Il programma di scrittura mi ha appena avvertito che nell’ultimo termine ci vogliono la c e la q, è ovvio, come per l’acqua dell’etimo. Vale la pena di spendere qualche parola sull’economicità dell’acqua che noi consumiamo? certamente no: è tutto arcinoto.
Nei giorni della calura del giugno duemilatrè, la società elettrica ha dovuto ricorrere al blackout per arginare gli eccessivi consumi in tutto il Paese, dovuti anche all’uso di climatizzatori. La richiesta energetica ha rasentato i cinquanta miliardi di watt, come dire cinquanta milioni di kilowatt di potenza.
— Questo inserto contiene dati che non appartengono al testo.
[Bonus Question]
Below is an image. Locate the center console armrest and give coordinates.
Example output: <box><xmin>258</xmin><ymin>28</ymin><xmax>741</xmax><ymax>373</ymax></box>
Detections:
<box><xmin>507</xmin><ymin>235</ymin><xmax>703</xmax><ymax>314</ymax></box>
In termini certo più significativi, facendo cinquanta milioni la popolazione italiana, ogni cittadino – infanti e nonni compresi – chiedeva ogni secondo (ripeto, ogni secondo di ora!) un chilojoule (kjoule), capace di sollevare dieci chilogrammi (sei bottiglie di acqua minerale) ad una quota di dieci metri da terra. Ogni secondo di tempo.
Non stiamo un po’ esagerando? anche considerando che, nel frattempo, non è l’unica forma di energia che consumiamo: bisognerebbe aggiungere la quota individuale di gas metano e quei miliardi di cavalli nei motori delle automobili (sotto forma di benzina & petrolio…). E alle spalle di chi, stiamo esagerando, se siamo capaci di pensare che il pianeta (con le sue risorse) è – oppure dovrebbe essere – di tutti?